I made it to the top. I also had a splitting headache, couldn't keep food down, and my legs felt like concrete from about 12,000 feet on. I'd confused being fit with being prepared.

So I figured it out

After Pikes Peak I started reading about altitude physiology and talking to people who knew what they were doing. Most of the advice assumes you live at elevation or grew up scrambling on rocks, which isn't helpful if you're from Oklahoma.

The next time out, I summited Grays and Torreys, and it was a night and day difference. It wasn't because I was fitter, but because I knew how to prepare: better gear, better pacing, and a training plan that accounts for what altitude does to your body. The summit felt earned instead of survived.

Why I built this

ZeroTo14k is the program I wish I'd had when I was staring up at Pikes Peak with the wrong boots.
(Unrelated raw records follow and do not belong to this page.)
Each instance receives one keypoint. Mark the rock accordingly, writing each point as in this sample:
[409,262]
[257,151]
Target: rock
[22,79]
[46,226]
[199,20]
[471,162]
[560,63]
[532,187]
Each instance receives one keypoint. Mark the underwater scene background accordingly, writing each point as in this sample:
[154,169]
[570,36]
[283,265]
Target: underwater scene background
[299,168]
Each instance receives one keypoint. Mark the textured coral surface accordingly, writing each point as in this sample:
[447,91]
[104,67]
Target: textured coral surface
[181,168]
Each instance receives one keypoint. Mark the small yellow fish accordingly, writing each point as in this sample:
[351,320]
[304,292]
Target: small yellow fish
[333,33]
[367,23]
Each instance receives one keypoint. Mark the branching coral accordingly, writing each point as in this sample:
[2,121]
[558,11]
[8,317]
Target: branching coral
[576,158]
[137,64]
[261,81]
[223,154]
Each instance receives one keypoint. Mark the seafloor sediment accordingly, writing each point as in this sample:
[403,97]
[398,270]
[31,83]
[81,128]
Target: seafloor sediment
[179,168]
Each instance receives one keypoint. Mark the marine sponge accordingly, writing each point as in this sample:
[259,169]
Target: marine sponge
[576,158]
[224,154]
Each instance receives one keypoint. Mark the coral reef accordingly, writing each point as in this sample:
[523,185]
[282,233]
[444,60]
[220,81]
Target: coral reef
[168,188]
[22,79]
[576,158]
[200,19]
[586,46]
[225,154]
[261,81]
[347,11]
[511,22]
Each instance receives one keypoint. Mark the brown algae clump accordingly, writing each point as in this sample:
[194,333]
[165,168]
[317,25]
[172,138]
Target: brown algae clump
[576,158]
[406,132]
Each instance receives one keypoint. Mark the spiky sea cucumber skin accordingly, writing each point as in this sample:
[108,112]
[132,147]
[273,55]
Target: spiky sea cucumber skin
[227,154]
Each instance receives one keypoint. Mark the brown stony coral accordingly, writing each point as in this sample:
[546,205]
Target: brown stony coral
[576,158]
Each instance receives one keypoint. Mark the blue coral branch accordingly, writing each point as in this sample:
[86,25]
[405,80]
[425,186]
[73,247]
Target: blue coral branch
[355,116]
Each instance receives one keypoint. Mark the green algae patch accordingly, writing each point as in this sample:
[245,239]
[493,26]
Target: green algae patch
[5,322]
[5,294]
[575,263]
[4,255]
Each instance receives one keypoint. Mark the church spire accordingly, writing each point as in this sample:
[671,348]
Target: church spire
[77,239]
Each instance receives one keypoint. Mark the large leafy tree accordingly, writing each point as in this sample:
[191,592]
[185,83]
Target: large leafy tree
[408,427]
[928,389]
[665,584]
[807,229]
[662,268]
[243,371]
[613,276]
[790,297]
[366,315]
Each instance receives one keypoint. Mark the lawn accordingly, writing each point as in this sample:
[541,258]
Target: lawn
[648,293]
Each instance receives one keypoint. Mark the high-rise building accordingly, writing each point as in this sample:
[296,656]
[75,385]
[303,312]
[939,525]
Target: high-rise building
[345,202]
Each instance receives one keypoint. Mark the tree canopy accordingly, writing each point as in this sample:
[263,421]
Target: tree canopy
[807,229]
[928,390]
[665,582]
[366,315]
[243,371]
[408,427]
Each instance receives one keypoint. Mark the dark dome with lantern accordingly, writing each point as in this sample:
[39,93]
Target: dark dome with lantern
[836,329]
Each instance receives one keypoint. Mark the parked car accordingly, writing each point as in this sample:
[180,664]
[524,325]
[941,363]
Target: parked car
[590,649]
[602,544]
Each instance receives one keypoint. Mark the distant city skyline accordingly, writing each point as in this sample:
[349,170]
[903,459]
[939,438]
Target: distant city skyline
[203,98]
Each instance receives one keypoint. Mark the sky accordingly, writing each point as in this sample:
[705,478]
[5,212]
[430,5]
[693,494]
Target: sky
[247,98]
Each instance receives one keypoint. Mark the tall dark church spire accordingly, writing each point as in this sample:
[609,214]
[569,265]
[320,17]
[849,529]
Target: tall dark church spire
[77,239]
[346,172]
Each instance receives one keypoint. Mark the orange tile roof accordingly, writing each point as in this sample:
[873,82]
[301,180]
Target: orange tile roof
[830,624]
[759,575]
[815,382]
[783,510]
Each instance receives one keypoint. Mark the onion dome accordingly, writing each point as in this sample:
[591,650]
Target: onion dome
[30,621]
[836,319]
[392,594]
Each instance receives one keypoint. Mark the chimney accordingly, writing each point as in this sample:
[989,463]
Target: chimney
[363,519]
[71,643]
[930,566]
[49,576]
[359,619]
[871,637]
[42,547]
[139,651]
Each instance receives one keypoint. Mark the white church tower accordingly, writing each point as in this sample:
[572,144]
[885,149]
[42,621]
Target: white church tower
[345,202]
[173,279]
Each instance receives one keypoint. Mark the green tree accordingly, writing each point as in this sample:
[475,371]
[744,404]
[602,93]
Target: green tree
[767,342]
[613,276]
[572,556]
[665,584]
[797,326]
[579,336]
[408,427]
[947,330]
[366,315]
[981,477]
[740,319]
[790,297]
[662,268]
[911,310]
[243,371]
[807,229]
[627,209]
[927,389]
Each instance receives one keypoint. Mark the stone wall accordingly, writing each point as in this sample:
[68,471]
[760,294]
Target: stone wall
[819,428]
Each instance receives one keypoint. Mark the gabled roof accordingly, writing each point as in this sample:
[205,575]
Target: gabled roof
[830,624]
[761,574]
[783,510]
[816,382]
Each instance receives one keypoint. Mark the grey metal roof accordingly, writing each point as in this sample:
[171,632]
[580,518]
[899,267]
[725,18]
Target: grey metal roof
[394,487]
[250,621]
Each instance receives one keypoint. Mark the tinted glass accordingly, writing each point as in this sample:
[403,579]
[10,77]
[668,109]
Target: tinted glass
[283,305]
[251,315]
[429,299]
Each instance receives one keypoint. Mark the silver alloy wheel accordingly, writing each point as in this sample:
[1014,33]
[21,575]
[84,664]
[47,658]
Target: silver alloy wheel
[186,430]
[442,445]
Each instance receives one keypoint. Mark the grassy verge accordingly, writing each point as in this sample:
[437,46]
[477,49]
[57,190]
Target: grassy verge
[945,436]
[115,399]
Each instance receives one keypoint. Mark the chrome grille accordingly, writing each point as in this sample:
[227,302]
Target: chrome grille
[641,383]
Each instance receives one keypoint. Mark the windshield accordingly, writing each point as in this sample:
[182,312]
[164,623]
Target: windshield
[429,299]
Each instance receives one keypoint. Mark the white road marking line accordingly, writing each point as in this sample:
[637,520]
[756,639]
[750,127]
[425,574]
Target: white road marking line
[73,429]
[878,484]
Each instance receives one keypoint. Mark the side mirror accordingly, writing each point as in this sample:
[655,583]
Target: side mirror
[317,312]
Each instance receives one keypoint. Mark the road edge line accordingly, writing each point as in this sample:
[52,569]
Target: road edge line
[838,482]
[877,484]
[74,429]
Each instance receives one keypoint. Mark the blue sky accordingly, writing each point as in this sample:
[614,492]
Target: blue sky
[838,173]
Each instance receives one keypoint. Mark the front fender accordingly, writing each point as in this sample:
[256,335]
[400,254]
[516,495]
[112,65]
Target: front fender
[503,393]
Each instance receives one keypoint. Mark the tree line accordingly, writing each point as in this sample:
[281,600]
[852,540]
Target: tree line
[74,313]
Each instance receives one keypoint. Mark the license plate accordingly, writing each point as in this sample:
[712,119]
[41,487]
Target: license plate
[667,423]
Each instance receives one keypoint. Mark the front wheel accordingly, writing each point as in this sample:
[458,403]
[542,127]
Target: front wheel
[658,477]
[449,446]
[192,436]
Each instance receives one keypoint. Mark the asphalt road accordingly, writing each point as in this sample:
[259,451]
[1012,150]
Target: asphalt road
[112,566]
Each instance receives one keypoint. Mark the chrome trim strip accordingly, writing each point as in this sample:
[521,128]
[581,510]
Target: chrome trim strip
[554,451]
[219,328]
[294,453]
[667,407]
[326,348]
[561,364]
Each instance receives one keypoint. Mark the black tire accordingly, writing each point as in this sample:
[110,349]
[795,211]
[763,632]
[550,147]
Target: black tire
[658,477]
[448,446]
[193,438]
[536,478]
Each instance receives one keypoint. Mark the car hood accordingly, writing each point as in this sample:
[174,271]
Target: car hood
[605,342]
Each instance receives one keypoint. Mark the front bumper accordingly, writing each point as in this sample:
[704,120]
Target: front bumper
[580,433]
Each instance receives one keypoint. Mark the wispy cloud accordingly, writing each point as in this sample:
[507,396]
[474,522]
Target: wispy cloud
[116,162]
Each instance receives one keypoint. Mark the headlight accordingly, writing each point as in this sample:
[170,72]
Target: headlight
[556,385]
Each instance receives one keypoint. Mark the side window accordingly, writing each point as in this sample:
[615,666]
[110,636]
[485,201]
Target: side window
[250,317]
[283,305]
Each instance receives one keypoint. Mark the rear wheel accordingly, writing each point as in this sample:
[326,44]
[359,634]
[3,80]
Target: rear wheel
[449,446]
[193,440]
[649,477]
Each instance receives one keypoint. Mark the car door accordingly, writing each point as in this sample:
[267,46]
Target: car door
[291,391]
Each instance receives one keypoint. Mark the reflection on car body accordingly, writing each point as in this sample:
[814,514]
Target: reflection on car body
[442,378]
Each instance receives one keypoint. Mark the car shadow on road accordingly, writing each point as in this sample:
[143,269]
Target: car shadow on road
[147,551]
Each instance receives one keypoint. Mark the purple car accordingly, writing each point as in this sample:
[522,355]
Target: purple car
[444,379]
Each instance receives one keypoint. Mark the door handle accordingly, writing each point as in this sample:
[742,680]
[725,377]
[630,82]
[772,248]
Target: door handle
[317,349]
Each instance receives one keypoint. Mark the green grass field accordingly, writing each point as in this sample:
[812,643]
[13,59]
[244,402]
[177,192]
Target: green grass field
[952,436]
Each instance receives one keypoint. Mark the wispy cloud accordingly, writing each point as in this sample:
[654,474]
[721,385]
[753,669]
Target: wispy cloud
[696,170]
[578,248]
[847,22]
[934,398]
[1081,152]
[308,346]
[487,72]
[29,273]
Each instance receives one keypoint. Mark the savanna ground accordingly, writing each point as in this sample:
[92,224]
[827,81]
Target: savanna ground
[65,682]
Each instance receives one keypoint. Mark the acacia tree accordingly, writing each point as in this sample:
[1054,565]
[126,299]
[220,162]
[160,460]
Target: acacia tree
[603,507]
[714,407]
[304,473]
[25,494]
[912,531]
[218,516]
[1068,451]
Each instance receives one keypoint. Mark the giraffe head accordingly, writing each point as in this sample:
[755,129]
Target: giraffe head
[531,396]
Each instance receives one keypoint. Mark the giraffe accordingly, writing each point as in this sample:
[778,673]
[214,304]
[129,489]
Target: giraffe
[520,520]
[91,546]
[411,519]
It's a 13-week training plan built by a runner who had to learn mountaineering from scratch. The plan borrows from endurance training but it's designed around altitude. The workouts, the gear advice, the pacing: all of it comes from getting things wrong first and then fixing them.

If you're coming from flat ground, or you run and bike but haven't spent time above 5,000 feet, this was made for you. It takes thirteen weeks.